Minha retrospectiva da década

30 de dezembro de 2019 Por Victor

Os meus top dos anos 10 que terminam amanhã:

Futebol: o gol perdido de Diego Souza, do Vasco, nas quartas de final da Libertadores de 2012, contra o Corinthians, no Pacaembu. Eu estava lá, infiltrado na torcida adversária, e seria trucidado se acontecesse. Mas preferia que tivesse sido assim. Apanharia feliz. Escolho esse momento por que ele descreve o encontro de dois times, um que desceu a ladeira a partir dessa data e ainda não se recuperou, outro que subiu rumo ao topo, conquistando a Libertadores e na sequência o Mundial. Por pouquíssimos centímetros, o destino de ambos poderia ser o reverso do que foi. Para mim, esse foi um evento mais marcante que o inesquecível 7×1.

Time de futebol nacional: Corinthians de 2012. Afinal, foi campeão do mundo. Outros cacarejaram muito, mas no final só conseguiram o troféu ‘Jogamos de igual para igual’.

Time de futebol internacional: Real Madrid. Foram quatro mundiais.
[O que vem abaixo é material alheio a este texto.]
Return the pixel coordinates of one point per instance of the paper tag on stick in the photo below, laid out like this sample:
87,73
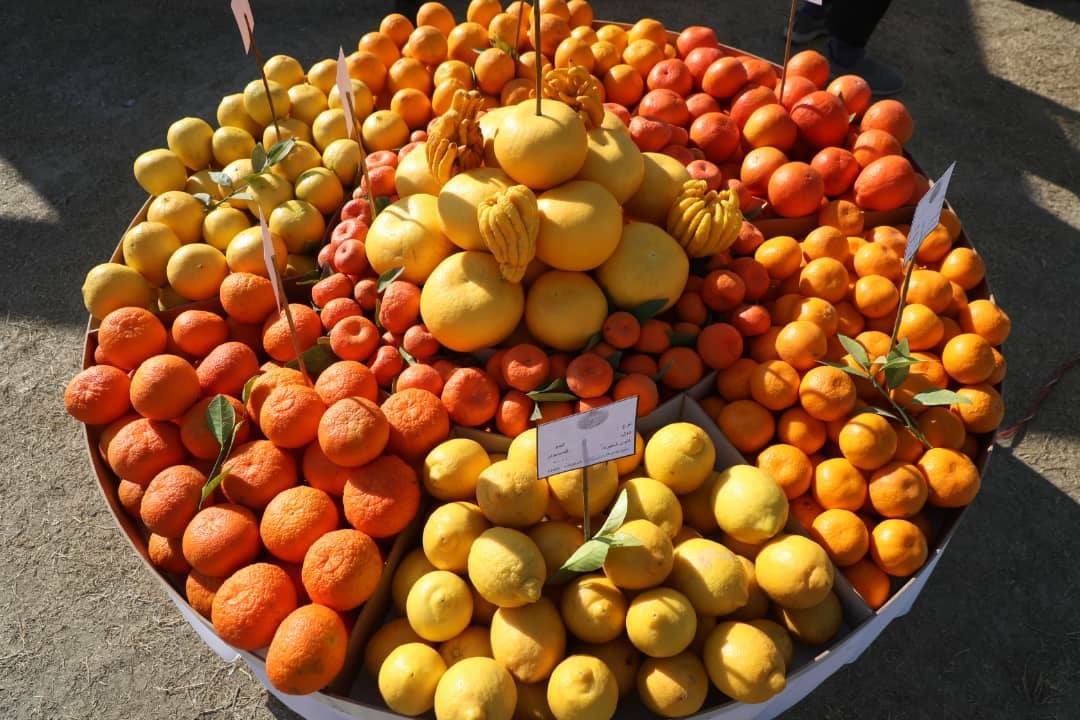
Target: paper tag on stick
245,21
928,214
586,438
Só.

Seleção de futebol: Alemanha 2014. Dispensa comentários. Menção para o time feminino dos EUA de 2019, provavelmente o melhor da história na modalidade.

Jogador: Cristiano Ronaldo. Messi em segundo. Nâo há terceiro, nem quarto, nem quinto. Os dois estão muito acima dos demais, são extraterrestres.

Atleta: Usain Bolt, o humano mais rápido de todos os tempos.

Cinema: Gravidade, com Sandra Bullock
Deve aparecer em poucas listas, mas foi o mais impressionante para mim, assisti três vezes. Tecnicamente perfeito, com um realismo angustiante. Seguido de perto por Avatar.

Série: Game of Thrones. Conseguiu o feito de me fazer reservar as noites de Domingo para não perder seus episódios. Tenho a música de abertura em vários estilos em meu spotify. Foram algumas madrugadas insones, sem parar de assistir. Será que conseguem superá-la na próxima década? Menção honrosa para Breaking Bad.

Show: Cold Play, no Allianz Parque. Incomparável.

Música: sou incapaz de dizer qual eu mais gostei, mas sim de lembrar daquelas que mais me ‘atazanaram’ os ouvidos… Uma nacional: ‘Aí se eu te pego’, do Michel Teló, outra internacional e latina: ‘Despacito’…

Novela: Não sou de assistí-las, mas Avenida Brasil foi uma exceção. Acho que desde então nenhuma outra obteve tanta audiência.

Livro: foram vários marcantes, mas seleciono ‘Inferno’, o mais detalhado relato da segunda Guerra mundial, um dos meus temas favoritos.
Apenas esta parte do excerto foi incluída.